Addition and multiplication tables for the binary field mod
\(x^4 + x + 1\). Field elements are
expressed as integers converted from binary (eg. \(x^3 + x^2 \rightarrow 1100 \rightarrow
12\))
Binary fields are interesting for two reasons. First of all, if you want
to erasure-code binary data, then binary fields are really convenient
because \(N\) bytes of data can be
directly encoded as a binary field element, and any binary field
elements that you generate by performing computations on it will also be
\(N\) bytes long. You cannot do this
with prime fields because prime fields' size is not exactly a power of
two; for example, you could encode every \(2\) bytes as a number from \(0...65536\) in the prime field modulo \(65537\) (which is prime), but if you do an
FFT on these values, then the output could contain \(65536\), which cannot be expressed in two
bytes. Second, the fact that addition and subtraction become the same
operation, and \(1 + 1 = 0\), create
some "structure" which leads to some very interesting consequences. One
particularly interesting, and useful, oddity of binary fields is the
"freshman's
dream" theorem: \((x+y)^2 = x^2 +
y^2\) (and the same for exponents \(4,
8, 16...\) basically any power of two).
But if you want to use binary fields for erasure coding, and do so
efficiently, then you need to be able to do Fast Fourier transforms over
binary fields. But then there is a problem: in a binary field, there
are no (nontrivial) multiplicative groups of order \(2^n\). This is because the
multiplicative groups are all order \(2^n\)-1. For example, in the binary field
with modulus \(x^4 + x + 1\), if you
start calculating successive powers of \(x+1\), you cycle back to \(1\) after \(\it
15\) steps - not \(16\). The
reason is that the total number of elements in the field is \(16\), but one of them is zero, and you're
never going to reach zero by multiplying any nonzero value by itself in
a field, so the powers of \(x+1\) cycle
through every element but zero, so the cycle length is \(15\), not \(16\). So what do we do?

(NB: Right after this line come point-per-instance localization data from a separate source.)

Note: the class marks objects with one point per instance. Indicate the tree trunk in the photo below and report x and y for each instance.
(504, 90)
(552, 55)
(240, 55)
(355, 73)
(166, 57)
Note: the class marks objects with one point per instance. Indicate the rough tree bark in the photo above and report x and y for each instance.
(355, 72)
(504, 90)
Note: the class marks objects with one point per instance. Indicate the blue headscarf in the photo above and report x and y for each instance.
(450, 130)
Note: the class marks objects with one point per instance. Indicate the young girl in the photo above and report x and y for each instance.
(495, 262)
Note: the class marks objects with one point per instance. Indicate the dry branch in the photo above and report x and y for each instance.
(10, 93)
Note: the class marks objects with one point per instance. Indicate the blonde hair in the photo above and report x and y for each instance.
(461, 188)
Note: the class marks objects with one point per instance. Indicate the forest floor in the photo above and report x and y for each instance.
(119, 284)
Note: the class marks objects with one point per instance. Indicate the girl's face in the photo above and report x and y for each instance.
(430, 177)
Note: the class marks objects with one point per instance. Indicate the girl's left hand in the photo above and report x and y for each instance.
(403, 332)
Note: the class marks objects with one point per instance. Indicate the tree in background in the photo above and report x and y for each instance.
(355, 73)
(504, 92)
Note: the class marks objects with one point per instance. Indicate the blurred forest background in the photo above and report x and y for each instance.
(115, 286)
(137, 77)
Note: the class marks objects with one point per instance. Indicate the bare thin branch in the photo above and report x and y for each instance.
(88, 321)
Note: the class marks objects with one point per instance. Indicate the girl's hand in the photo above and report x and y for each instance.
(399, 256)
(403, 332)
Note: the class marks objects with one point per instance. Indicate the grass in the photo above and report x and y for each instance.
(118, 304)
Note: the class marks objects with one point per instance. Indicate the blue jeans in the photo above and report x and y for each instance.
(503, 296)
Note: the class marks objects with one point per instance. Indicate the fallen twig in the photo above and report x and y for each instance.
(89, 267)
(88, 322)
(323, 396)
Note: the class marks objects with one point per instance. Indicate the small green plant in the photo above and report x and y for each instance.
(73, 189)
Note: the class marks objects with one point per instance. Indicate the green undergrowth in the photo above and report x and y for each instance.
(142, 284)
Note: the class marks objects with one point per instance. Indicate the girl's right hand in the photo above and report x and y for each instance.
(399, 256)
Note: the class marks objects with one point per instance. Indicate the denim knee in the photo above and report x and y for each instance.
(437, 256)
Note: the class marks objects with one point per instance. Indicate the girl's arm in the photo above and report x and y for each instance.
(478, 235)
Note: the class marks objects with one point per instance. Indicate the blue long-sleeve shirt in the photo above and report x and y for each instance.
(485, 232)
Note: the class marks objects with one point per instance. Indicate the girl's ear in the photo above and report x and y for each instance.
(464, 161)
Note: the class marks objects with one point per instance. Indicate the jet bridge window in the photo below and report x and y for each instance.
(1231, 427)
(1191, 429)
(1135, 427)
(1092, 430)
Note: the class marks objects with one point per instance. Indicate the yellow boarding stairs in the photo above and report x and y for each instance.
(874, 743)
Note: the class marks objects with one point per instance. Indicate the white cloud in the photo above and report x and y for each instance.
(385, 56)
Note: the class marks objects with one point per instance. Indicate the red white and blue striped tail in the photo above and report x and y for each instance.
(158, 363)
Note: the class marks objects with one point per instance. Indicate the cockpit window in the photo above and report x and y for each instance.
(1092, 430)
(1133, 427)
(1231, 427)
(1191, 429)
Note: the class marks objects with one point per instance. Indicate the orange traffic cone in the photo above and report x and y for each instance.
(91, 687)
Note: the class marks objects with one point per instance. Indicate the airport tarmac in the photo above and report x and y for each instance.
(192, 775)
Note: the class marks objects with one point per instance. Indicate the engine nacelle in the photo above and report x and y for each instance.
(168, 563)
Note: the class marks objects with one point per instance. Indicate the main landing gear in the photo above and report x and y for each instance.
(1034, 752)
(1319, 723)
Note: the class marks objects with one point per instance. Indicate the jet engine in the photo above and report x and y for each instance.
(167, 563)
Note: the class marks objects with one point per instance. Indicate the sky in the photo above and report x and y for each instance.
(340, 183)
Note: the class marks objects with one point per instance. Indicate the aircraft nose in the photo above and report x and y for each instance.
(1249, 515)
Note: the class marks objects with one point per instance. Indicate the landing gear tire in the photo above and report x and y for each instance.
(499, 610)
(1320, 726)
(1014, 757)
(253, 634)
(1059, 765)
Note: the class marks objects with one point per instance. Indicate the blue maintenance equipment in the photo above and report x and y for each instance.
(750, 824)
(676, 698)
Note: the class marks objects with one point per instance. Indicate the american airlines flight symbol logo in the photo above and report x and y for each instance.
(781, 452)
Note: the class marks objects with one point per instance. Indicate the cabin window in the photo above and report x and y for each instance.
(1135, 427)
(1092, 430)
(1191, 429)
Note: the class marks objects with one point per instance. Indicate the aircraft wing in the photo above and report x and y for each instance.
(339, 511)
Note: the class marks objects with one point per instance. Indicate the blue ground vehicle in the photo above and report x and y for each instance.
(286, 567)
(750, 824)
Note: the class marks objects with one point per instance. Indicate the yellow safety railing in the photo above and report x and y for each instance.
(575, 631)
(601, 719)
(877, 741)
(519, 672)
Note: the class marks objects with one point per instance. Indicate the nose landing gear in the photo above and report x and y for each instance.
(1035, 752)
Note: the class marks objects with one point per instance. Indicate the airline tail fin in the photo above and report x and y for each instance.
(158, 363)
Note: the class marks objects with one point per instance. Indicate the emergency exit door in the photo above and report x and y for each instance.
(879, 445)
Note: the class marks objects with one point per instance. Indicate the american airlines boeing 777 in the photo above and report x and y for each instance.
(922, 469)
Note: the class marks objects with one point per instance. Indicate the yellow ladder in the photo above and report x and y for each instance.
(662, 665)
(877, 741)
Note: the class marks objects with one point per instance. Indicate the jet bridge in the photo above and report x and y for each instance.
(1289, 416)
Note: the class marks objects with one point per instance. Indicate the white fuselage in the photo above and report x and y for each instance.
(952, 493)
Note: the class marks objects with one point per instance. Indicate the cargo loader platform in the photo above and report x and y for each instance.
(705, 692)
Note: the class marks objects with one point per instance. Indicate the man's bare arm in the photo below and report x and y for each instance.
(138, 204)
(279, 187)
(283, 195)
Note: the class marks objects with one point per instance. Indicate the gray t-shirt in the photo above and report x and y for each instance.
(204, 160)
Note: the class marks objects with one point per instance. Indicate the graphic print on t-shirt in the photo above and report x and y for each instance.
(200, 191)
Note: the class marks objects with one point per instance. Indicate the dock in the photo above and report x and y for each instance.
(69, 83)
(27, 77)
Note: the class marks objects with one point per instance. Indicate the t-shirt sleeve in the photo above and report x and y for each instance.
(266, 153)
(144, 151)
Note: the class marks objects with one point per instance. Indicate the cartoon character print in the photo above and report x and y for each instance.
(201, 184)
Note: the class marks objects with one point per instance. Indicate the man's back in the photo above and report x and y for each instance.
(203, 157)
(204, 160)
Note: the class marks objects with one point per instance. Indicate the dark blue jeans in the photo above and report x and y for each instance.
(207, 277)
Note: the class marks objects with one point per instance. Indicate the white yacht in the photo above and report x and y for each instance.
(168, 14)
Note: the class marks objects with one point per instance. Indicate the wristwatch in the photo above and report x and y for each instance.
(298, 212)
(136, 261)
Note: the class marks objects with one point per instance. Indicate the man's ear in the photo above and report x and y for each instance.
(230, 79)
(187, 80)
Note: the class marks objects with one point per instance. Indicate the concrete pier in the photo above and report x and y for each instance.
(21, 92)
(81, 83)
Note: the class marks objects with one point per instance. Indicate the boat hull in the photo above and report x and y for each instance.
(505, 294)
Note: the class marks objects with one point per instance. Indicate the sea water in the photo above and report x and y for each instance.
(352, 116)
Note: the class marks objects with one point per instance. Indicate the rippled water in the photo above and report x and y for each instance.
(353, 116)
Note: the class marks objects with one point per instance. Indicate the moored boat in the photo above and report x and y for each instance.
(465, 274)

The reason we needed the domain to have the "structure" of a
multiplicative group with \(2^n\)
elements before is that we needed to reduce the size of the domain by a
factor of two by squaring each number in it: the domain \([1, 85, 148, 111, 336, 252, 189, 226]\)
gets reduced to \([1, 148, 336, 189]\)
because \(1\) is the square of both
\(1\) and \(336\), \(148\) is the square of both \(85\) and \(252\), and so forth. But what if in a
binary field there's a different way to halve the size of a domain? It
turns out that there is: given a domain containing \(2^k\) values, including zero (technically
the domain must be a
subspace),
we can construct a half-sized new domain \(D'\) by taking \(x \cdot (x+k)\) for \(x\) in \(D\) using some specific \(k\) in \(D\). Because the original domain is a
subspace, since \(k\) is in the domain,
any \(x\) in the domain has a
corresponding \(x+k\) also in the
domain, and the function \(f(x) = x \cdot
(x+k)\) returns the same value for \(x\) and \(x+k\) so we get the same kind of two-to-one
correspondence that squaring gives us.
\(x\)
|
0
|
1
|
2
|
3
|
4
|
5
|
6
|
7
|
8
|
9
|
10
|
11
|
12
|
13
|
14
|
15
|
\(x \cdot (x+1)\)
|
0
|
0
|
6
|
6
|
7
|
7
|
1
|
1
|
4
|
4
|
2
|
2
|
3
|
3
|
5
|
5
|
So now, how do we do an FFT on top of this? We'll use the same trick,
converting a problem with an \(N\)-sized polynomial and \(N\)-sized domain into two problems each
with an \(\frac{N}{2}\)-sized
polynomial and \(\frac{N}{2}\)-sized
domain, but this time using different equations. We'll convert a
polynomial \(p\) into two polynomials
\(evens\) and \(odds\) such that \(p(x) = evens(x \cdot (k-x)) + x \cdot odds(x \cdot
(k-x))\). Note that for the \(evens\) and \(odds\) that we find, it will also
be true that \(p(x+k) = evens(x \cdot (k-x)) +
(x+k) \cdot odds(x \cdot (k-x))\). So we can then recursively do
an FFT to \(evens\) and \(odds\) on the reduced domain \([x \cdot (k-x)\) for \(x\) in \(D]\), and then we use these two formulas to
get the answers for two "halves" of the domain, one offset by \(k\) from the other.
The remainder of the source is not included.